Backtracking to so-called Hume-style free will, it does have a relevance if one considers that our ‘wants’ - what we wish to do - are determined by our desires and needs. We assume that most of the animal kingdom behave on this principle. Few people (including Balaguer) discuss other sentient creatures when they discuss free will, yet I’ve long believed that consciousness and free will go hand-in-hand. In other words, I really can’t see the point of consciousness without free will. If everything is determined subconsciously, without the need to think, then why have we evolved to think?

But humans take thinking to a new level compared to every other species on the planet, so that we introspect and cogitate and reason and internally debate our way to many a decision.
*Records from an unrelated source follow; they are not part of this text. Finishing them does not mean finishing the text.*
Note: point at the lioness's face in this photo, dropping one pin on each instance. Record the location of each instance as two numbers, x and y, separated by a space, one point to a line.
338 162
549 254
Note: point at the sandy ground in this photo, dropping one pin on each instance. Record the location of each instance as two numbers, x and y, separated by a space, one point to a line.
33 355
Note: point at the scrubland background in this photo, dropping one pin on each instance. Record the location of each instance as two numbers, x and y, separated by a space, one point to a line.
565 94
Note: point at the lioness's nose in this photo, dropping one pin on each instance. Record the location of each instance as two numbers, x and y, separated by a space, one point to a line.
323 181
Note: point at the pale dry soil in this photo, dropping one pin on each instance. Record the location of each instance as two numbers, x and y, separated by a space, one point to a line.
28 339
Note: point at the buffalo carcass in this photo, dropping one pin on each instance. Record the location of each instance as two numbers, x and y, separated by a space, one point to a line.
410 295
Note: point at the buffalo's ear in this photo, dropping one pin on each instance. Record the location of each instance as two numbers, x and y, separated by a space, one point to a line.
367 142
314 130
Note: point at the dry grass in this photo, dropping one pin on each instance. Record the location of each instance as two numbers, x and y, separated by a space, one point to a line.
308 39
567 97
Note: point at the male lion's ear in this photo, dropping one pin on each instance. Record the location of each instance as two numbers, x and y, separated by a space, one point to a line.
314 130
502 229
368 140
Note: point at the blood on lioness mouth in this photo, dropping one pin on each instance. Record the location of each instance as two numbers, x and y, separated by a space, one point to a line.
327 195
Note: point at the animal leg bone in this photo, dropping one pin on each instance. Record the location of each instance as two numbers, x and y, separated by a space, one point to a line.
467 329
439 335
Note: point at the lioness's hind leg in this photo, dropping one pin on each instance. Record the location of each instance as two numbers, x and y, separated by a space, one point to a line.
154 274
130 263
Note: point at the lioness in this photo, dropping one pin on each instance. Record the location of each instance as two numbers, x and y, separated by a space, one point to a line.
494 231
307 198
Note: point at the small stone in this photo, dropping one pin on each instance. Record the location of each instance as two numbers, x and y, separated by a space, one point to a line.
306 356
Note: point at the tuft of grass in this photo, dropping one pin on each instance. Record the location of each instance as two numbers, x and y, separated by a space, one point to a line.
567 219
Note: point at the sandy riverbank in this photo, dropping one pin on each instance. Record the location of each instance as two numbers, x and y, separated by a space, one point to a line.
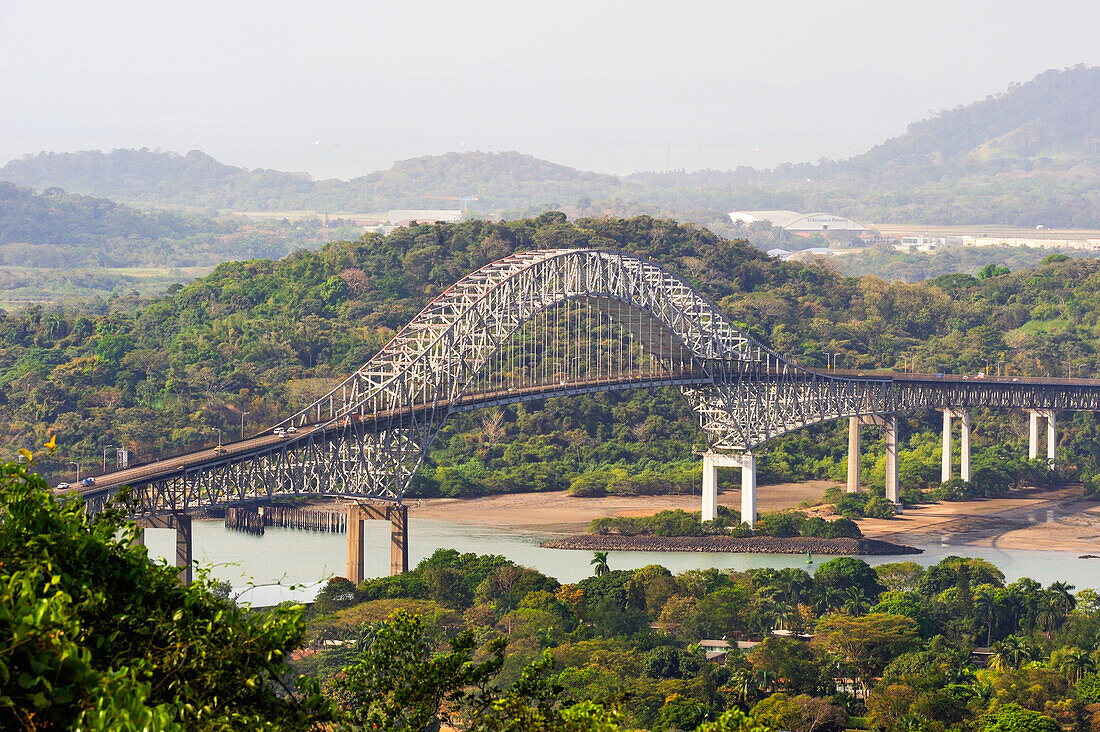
1056 520
560 513
1052 520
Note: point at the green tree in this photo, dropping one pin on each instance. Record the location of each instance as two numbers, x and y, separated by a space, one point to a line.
845 572
1014 718
96 636
398 685
868 643
600 561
Back in Feb., 2009, I reviewed Douglas Hofstadter’s Pulitzer prize winning book, Godel, Escher, Bach where, among other topics, I discussed consciousness, as that’s one of the themes of his book. Hofstadter coins the term ‘strange loop’. This is what I wrote back then:

By strange loop, Hofstadter means that we can effectively look at all the levels of our thinking except the ground level, which is our neurons. In between we have symbols, which is language, which we can discuss and analyse in a dispassionate way, just like I’m doing now. I can talk about my own thoughts and ideas as if they weren’t mine at all. Consciousness, in Hofstadter’s model (for want of a better word) is the top level, and neurons are the hardware level. In between we have the software (symbols) which is effectively language.
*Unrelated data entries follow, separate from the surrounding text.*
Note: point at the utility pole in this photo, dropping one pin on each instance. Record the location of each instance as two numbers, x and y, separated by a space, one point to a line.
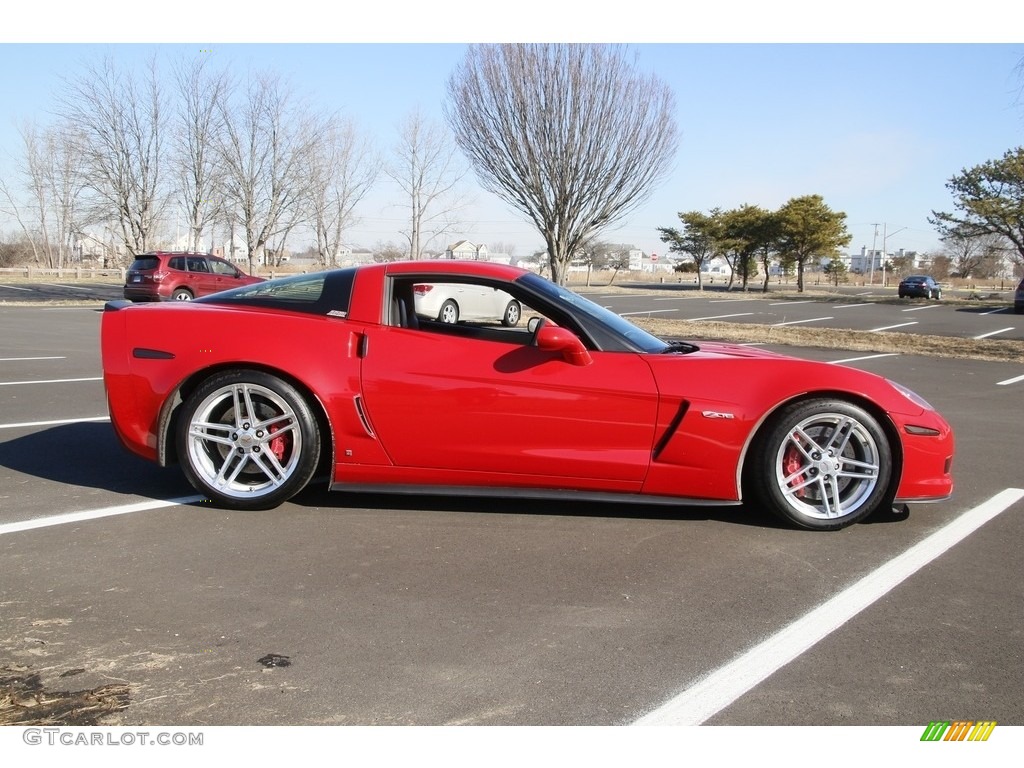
873 241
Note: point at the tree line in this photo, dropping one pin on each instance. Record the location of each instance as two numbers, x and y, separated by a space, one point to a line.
138 155
751 238
573 137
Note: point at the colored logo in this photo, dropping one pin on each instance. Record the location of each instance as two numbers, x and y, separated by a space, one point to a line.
958 730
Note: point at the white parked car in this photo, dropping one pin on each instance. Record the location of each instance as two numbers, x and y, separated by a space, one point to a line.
451 302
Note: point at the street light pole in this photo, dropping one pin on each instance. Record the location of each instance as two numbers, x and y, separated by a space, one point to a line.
885 253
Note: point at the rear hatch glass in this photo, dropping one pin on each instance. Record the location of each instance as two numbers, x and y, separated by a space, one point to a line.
144 263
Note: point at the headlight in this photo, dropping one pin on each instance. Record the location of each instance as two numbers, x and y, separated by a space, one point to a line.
911 395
I was quick to point out that ‘software’ in this context is a metaphor – I don’t believe that language is really software, even though we ‘download’ it from generation to generation and it is indispensable to human reasoning, which we call thinking.

The point I’d make is that this is a 2 way process: the neurons are essential to thoughts, yet our thoughts I expect can affect neurons. I believe there is evidence that we can and do rewire our brains simply by exercising our mental faculties, even in later years, and surely exercising consciously is the very definition of will.